Five days later, the chest tubes were removed, and he was discharged one week after. Follow-up echocardiography was performed two weeks later, which showed normal cardiac function and coronary artery dimensions. Two months later, he was in good health on the second appointment.
3. Discussion
Spontaneous pneumothorax is rarely reported in pediatric COVID-19 patients (8, 10). A systematic review of 37 articles on CT features in pediatric COVID-19 patients found only two cases of pneumothorax and one case of bullae, none of which was bilateral (10). Hashemi et al. (12) described a two-year-old boy with hyper IgM syndrome and COVID-19 infection who developed unilateral spontaneous pneumothorax during the hospital stay. Also, Montgomery and Finck (13) described a 17-year-old boy with COVID-19 infection who presented with unilateral hemopneumothorax, which was exacerbated during the hospital stay. Furthermore, Dixit et al. (14) reported a three-month-old boy with COVID-19 infection who presented with a massive bilateral pneumomediastinum and subcutaneous emphysema. Our case is the second report of MIS-C associated with COVID-19 who had multisystem involvement, including cardiovascular, respiratory, gastrointestinal, hematological, and dermatological systems, and developed bilateral primary spontaneous pneumothorax. To the best of our knowledge, there is only one report about MIS-C complicated with spontaneous bilateral pneumothorax (11). Laaribi et al. (11) described two boys with COVID-19 (nine-month-old and 18-month-old) who developed bilateral spontaneous pneumothorax. They did not mention MIS-C associated with COVID-19 in their two cases; however, by definition (6), MIS-C is evident. In addition, contrary to our case, pneumothorax was developed before admission in those two cases.

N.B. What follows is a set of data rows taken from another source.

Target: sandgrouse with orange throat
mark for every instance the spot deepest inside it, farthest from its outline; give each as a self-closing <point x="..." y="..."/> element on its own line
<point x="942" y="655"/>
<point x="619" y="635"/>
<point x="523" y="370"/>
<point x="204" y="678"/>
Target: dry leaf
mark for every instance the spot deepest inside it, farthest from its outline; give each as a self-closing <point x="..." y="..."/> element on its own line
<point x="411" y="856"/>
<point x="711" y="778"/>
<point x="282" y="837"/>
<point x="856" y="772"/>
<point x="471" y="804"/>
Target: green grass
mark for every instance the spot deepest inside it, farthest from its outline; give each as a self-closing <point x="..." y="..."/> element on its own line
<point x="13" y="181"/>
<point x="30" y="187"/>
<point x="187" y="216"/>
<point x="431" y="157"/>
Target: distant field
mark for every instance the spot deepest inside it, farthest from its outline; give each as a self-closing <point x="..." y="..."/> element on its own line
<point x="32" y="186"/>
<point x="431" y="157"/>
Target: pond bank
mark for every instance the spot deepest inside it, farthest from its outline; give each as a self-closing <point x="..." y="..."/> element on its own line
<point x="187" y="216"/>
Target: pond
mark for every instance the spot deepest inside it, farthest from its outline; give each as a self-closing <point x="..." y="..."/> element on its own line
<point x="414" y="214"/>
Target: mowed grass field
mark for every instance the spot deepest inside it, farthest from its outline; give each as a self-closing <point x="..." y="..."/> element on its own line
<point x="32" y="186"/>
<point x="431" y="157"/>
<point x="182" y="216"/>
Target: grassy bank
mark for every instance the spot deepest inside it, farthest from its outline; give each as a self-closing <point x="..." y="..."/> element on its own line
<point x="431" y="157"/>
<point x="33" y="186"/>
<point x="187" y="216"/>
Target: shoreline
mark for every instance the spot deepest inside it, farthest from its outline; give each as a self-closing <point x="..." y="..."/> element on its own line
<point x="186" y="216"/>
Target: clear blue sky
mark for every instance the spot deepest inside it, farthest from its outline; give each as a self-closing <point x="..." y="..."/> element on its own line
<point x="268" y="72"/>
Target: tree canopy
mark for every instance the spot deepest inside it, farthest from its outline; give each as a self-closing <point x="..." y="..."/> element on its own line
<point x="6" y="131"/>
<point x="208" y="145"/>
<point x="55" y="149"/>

We could not find the definite cause of bilateral spontaneous pneumothorax in our patient. Barotrauma associated with positive pressure mechanical ventilation can lead to pneumothorax (16). In Zantah et al. analysis of 902 COVID-19 patients, all six patients who developed pneumothorax had a unilateral pathology, four of whom were associated with mechanical ventilation (17). Our case did not receive any ventilation supports before pneumothorax diagnosis, reflecting that barotrauma could not be the cause of pneumothorax. Interestingly, in all similar cases (11-14), barotrauma was also ruled out. One plausible explanation might be excessive coughing, which is common in COVID-19 patients. It can increase intra-thoracic and alveolar pressure. In addition, COVID-19 pneumonia can cause alveolar damage directly (18). Furthermore, hyperinflammatory status is linked to more severe lung injuries (i.e., adults with severe COVID-19 who developed pneumothorax) (19, 20). Interestingly, our case had multisystem involvements and laboratory evidence of hyperinflammatory status. Overall, bilateral primary spontaneous pneumothorax in our patient might be attributed to the inflammatory reactions secondary to COVID-19.
3.1. Conclusions
In conclusion, children with MIS-C associated with COVID-19 may develop spontaneous pneumothorax during the hospital stay, without barotrauma or previous underlying medical conditions. Owing to the clinical picture overlapping with MIS-C associated with COVID-19, the timely diagnosis of pneumothorax may be challenging in such patients.